The states with more than a billion dollars in sports betting handle since June 2018 – Nevada, New Jersey, Pennsylvania and Indiana – range from 6.1% to 8.2% holds.
And those books that don’t keep 10%? They could be looking at fees and license suspensions, as discussed in Tuesday’s Sports Wagering Advisory Council meeting.
Mandatory hold will hurt the market
There’s no question that forcing a 10% hold on sportsbooks will limit the Tennessee market.
Sportsbooks could be forced to juice sides beyond the standard -110 or inflate moneylines to protect the minimum hold.
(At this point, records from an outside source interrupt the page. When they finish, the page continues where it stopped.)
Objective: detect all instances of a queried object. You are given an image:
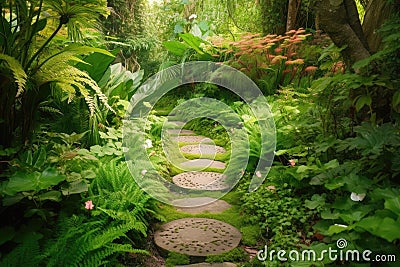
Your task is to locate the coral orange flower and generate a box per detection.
[285,59,304,65]
[285,29,297,35]
[304,66,318,72]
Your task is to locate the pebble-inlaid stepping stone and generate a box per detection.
[172,197,232,214]
[180,159,226,170]
[180,144,226,155]
[173,135,213,143]
[172,172,229,190]
[166,129,196,135]
[154,218,241,256]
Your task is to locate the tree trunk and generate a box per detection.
[315,0,370,67]
[286,0,300,31]
[362,0,394,53]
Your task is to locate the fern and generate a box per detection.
[89,160,160,229]
[42,213,147,267]
[0,233,43,266]
[36,45,115,116]
[0,54,27,97]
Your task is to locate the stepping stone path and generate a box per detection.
[154,120,241,265]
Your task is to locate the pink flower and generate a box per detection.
[141,169,148,176]
[85,200,94,210]
[255,171,262,178]
[289,159,296,167]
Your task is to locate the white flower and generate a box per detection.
[188,14,197,20]
[143,139,153,149]
[350,192,366,202]
[255,171,262,178]
[141,170,148,176]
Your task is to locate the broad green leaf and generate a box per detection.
[344,173,371,194]
[325,177,345,190]
[321,210,340,219]
[78,51,115,82]
[324,159,339,169]
[37,191,61,202]
[339,210,368,224]
[81,169,96,179]
[61,180,88,195]
[179,33,205,55]
[356,216,400,242]
[6,172,40,193]
[355,95,372,112]
[163,41,189,56]
[384,196,400,216]
[38,168,65,189]
[327,224,350,234]
[296,165,310,173]
[304,194,326,209]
That could push bettors in the state to offshore operators that can offer better prices as they aren’t burdened by such hold requirements.
Gambling consultancy Eilers & Krejcik offered other negatives in a January report when the hold was still expected to be 15%:
- Fewer operators will be interested in the market.
- Lower per-customer spending and, in turn, player values.
- A slower overall growth rate for the market.
At the time, Eilers estimated Tennessee could cost itself $11 million because of the hold rule.